The current advances in sensor technology, remote sensing and computer techniques have led to the production of large volumes of spatial data. Sensors are now smaller, cheaper and even smart (Melesse et al., 2007). Increasingly more geo-referenced sensors are deployed for many applications, such as environmental monitoring, precision agriculture, positioning, etc. Remote sensing and spatiotemporal simulation also produce large geo-referenced datasets. The generation of spatiotemporal data at a large scale and in a high-resolution leads to the development of new techniques to manage the volumes of produced data (Prasad et al., 2015). Many of these data take the form of raster sets. A raster is a geo-referenced 2-dimensional array in which each cell is associated with a value. The cells of a raster can be represented by pixels where the colors correspond to different values of a measure, such as temperature, vegetation density, CO2 measurements, etc. (Kang et al., 2015). Data availability and data storage are often no longer barriers, whereas the real bottleneck is, in many cases, the analysis of these spatial data that continue to grow dramatically (Barbian and Assunção, 2017). Map algebra is one of the usual raster analysis techniques. It is a set of conventions, capabilities and techniques to process rasters (Pullar, 2001). Map algebra allows for the defining of how a set of rasters can be aggregated, and thus, it proposes different types of functions that usually have one or several rasters as inputs and that returns one raster or one indicator as a result (Tomlin, 1994). This technique can be used to produce a summary of a set of rasters. For example, the author of (Kang et al., 2015) shows a method to aggregate a set of rasters representing geo-referenced air quality values over time in order to produce a single raster summarizing the air quality for a determined period of time. In (Kang et al., 2015), using a data warehouse, users can access a raster summary instead of browsing all the rasters. There is one raster for every 15-minute time period and for one pollutant. Every raster in the data set is associated to the same spatial region.

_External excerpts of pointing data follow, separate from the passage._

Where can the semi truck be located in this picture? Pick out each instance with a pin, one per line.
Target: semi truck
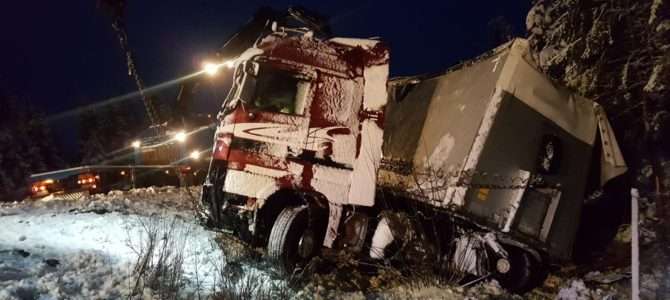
(316, 147)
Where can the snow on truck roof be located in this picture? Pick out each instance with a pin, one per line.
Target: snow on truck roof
(508, 68)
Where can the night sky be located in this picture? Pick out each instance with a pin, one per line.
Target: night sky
(63, 54)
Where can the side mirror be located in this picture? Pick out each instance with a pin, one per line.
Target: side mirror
(251, 68)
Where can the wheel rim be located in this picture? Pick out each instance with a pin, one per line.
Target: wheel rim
(306, 244)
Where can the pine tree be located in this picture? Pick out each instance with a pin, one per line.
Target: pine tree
(26, 147)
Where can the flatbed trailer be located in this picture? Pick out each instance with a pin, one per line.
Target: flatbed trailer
(93, 179)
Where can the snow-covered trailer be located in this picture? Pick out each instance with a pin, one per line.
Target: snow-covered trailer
(309, 145)
(496, 142)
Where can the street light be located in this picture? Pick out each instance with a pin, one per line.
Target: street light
(180, 136)
(195, 155)
(210, 68)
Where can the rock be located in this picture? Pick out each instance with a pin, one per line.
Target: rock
(51, 262)
(21, 252)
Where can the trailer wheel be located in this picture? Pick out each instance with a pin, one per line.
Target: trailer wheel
(515, 273)
(292, 239)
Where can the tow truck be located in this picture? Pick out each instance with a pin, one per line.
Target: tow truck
(316, 147)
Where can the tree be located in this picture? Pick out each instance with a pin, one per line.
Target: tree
(26, 147)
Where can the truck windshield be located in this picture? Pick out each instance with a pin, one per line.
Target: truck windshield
(279, 91)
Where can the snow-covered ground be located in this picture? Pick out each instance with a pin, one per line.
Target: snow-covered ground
(86, 248)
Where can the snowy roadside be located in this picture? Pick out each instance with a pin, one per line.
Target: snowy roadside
(57, 248)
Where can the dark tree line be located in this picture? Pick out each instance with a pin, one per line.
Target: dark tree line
(107, 131)
(617, 53)
(26, 146)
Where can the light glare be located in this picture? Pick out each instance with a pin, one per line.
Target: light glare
(211, 68)
(195, 155)
(180, 136)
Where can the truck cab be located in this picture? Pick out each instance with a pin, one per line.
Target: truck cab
(298, 137)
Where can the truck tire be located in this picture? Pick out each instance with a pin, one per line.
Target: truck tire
(521, 266)
(292, 240)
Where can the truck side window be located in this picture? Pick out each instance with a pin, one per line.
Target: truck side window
(549, 156)
(279, 91)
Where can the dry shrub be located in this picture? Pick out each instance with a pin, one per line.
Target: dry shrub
(160, 257)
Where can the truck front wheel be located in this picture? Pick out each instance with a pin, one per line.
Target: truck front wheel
(517, 273)
(293, 239)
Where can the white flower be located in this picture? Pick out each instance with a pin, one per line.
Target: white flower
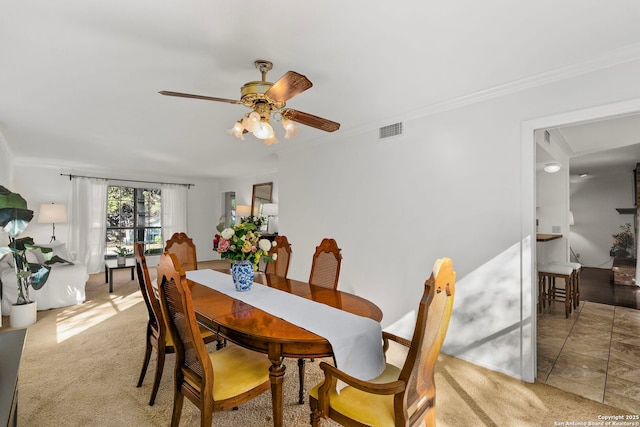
(227, 233)
(264, 244)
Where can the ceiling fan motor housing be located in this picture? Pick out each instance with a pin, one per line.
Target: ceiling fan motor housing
(253, 92)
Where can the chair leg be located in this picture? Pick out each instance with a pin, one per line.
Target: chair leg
(158, 376)
(301, 375)
(576, 294)
(221, 342)
(206, 415)
(145, 363)
(177, 409)
(315, 418)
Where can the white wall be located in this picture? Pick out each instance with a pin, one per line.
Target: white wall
(594, 200)
(452, 185)
(6, 177)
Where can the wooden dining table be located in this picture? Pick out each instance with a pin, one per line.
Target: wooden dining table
(258, 330)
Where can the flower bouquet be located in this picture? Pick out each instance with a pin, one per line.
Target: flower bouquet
(243, 246)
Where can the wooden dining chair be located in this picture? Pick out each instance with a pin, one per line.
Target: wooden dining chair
(215, 381)
(325, 267)
(157, 335)
(280, 267)
(325, 272)
(400, 396)
(182, 246)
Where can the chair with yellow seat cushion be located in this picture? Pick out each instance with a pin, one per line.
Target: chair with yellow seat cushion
(399, 396)
(280, 266)
(215, 381)
(183, 247)
(158, 336)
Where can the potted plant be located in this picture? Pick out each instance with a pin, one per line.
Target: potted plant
(623, 243)
(243, 246)
(14, 219)
(121, 253)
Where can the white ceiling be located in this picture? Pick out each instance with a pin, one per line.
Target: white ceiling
(603, 147)
(79, 79)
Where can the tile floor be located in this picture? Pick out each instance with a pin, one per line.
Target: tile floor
(594, 353)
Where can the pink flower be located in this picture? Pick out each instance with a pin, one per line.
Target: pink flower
(223, 246)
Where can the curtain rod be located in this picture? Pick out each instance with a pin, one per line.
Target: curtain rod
(126, 180)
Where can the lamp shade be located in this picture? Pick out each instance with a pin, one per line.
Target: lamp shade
(52, 214)
(270, 209)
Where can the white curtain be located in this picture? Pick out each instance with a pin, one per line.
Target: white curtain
(174, 210)
(88, 221)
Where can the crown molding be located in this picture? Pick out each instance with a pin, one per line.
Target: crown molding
(609, 59)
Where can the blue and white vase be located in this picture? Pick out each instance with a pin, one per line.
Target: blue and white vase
(242, 273)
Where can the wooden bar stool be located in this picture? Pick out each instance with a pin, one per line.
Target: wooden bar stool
(577, 269)
(548, 289)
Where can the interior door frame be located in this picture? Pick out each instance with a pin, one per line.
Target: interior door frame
(528, 285)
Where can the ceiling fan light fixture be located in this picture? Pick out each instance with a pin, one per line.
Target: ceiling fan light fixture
(262, 130)
(552, 167)
(270, 141)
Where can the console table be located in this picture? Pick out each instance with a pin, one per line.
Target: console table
(11, 347)
(112, 264)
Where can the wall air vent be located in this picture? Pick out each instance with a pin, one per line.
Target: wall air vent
(391, 130)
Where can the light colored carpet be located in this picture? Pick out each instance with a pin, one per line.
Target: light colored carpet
(81, 365)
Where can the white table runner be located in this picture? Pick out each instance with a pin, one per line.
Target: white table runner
(356, 341)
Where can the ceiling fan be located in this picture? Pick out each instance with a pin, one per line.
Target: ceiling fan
(264, 99)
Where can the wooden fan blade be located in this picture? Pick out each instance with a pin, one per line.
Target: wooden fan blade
(288, 86)
(310, 120)
(206, 98)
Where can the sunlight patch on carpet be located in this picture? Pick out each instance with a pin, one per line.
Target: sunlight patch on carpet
(85, 319)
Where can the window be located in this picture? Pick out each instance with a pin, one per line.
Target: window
(134, 215)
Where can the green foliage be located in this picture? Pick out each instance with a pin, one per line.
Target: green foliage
(623, 242)
(122, 251)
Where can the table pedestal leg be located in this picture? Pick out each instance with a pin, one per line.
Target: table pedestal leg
(276, 375)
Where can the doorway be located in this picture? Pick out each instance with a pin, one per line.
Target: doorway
(541, 327)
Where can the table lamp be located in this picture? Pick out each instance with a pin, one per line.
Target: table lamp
(52, 213)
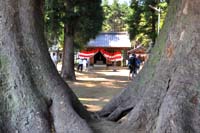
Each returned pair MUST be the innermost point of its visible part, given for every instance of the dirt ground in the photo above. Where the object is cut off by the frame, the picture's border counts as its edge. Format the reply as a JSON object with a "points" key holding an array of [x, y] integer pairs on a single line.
{"points": [[97, 86]]}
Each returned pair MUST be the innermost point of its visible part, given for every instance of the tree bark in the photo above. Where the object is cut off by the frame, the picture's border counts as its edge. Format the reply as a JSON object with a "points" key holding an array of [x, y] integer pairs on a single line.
{"points": [[68, 56], [33, 97], [164, 97]]}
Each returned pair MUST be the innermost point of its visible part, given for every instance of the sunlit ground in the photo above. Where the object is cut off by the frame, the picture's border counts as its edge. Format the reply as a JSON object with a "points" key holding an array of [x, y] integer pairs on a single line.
{"points": [[96, 87]]}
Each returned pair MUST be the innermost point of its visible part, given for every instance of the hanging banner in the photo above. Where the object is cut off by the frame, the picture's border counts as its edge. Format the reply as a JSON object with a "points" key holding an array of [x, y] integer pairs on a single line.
{"points": [[87, 54], [116, 56]]}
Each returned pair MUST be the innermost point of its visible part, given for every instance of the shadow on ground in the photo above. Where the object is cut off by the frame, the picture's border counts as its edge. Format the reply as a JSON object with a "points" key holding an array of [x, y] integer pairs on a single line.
{"points": [[97, 86]]}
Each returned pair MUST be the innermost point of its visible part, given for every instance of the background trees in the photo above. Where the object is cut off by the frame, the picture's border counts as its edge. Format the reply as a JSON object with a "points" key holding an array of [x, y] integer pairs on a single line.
{"points": [[115, 16], [143, 20], [81, 21]]}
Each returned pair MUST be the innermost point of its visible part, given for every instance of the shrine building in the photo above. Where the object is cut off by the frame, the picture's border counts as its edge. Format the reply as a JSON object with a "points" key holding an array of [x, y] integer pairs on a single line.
{"points": [[107, 48]]}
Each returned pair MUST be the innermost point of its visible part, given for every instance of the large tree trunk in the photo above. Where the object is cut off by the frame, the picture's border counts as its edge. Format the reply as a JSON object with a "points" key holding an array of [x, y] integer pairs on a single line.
{"points": [[33, 97], [68, 56], [164, 96]]}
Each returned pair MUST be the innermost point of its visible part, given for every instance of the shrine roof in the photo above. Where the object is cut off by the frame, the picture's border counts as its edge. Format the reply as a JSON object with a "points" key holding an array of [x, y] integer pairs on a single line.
{"points": [[111, 39]]}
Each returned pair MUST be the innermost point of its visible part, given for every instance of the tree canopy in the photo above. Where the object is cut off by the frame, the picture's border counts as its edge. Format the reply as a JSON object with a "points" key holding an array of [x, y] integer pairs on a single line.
{"points": [[143, 20], [85, 17]]}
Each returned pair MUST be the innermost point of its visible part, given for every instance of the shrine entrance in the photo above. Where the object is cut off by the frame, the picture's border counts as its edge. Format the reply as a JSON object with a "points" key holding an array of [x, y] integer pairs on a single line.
{"points": [[99, 59]]}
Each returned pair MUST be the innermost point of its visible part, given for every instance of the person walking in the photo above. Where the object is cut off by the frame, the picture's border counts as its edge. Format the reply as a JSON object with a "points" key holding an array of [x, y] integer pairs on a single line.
{"points": [[80, 65], [132, 66]]}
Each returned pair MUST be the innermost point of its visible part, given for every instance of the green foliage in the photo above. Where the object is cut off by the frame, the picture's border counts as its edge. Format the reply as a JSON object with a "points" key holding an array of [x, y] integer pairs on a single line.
{"points": [[143, 20], [54, 14], [115, 16], [82, 17]]}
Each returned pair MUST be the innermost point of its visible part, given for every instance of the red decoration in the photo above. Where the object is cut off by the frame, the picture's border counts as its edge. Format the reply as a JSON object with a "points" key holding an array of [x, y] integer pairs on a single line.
{"points": [[116, 56]]}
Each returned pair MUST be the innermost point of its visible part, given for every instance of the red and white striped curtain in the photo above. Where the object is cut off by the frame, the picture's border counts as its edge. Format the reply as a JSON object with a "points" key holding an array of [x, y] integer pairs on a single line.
{"points": [[116, 56]]}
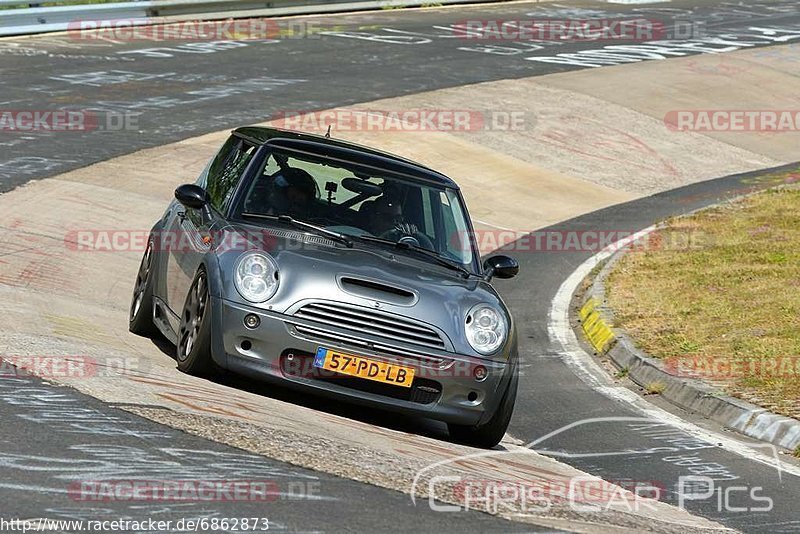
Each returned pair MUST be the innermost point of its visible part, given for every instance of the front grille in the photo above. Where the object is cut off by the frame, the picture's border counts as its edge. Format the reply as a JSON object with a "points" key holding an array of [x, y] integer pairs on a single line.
{"points": [[301, 365], [372, 322]]}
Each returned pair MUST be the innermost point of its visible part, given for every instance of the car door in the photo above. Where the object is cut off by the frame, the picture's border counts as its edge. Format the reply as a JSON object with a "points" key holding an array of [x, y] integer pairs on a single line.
{"points": [[191, 229]]}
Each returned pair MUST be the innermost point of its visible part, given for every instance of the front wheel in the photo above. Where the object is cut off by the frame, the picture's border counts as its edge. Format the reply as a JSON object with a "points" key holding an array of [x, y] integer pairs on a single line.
{"points": [[140, 318], [490, 433], [194, 334]]}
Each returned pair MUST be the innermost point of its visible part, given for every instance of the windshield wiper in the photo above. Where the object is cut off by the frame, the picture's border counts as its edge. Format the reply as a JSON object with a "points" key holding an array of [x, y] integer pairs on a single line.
{"points": [[302, 225], [424, 251]]}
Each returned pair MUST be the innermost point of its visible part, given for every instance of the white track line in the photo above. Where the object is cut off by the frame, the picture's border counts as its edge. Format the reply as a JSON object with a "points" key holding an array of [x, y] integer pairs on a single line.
{"points": [[582, 364]]}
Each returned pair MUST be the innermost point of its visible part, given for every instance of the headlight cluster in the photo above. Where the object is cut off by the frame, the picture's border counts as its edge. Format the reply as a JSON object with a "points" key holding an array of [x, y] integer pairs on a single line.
{"points": [[486, 329], [256, 276]]}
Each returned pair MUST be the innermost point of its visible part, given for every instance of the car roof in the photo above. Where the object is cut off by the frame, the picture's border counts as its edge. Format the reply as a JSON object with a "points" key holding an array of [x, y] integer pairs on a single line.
{"points": [[343, 150]]}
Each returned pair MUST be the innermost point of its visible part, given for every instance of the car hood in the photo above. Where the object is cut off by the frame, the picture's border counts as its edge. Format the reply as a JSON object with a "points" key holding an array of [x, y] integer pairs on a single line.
{"points": [[312, 267]]}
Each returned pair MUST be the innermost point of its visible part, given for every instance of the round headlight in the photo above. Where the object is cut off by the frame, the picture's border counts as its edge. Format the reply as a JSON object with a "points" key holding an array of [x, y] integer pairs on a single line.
{"points": [[486, 329], [256, 276]]}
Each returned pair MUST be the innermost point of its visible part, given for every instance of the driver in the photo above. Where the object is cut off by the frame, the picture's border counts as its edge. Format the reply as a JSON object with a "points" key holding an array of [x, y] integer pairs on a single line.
{"points": [[293, 192], [386, 215]]}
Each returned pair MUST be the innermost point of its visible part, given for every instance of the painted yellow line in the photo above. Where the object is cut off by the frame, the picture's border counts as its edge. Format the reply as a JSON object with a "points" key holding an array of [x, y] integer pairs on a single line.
{"points": [[597, 331]]}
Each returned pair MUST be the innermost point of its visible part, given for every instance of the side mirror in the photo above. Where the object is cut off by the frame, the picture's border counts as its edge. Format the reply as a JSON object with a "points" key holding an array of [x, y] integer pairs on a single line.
{"points": [[501, 267], [192, 196]]}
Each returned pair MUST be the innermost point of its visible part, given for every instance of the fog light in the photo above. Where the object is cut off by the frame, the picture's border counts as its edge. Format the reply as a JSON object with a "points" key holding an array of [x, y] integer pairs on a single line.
{"points": [[480, 373], [251, 321]]}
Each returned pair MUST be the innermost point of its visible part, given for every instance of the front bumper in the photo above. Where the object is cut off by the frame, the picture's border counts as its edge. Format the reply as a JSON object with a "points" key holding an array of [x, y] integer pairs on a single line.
{"points": [[444, 386]]}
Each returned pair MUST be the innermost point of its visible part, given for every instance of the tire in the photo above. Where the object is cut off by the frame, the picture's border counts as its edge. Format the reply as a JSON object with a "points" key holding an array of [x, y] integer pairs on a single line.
{"points": [[194, 333], [490, 433], [140, 316]]}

As shown below, users visualize raster summary aggregated according to different dimension (time, pollutant family, etc.).

Table 1.
Visualize raster summary according to different dimension

When the size of the raster and the set of raster data are small, the map algebra operation executions are fast since the functions of map algebra are usually based on simple arithmetic operations (addition, subtraction, minimum, maximum, average, etc.). However, when a large raster dataset is used, it is important to optimize the raster computation to obtain a reasonable execution time. As raster processing is often highly parallelizable, one method to improve the performance is to use a Graphics Processing Unit (GPU).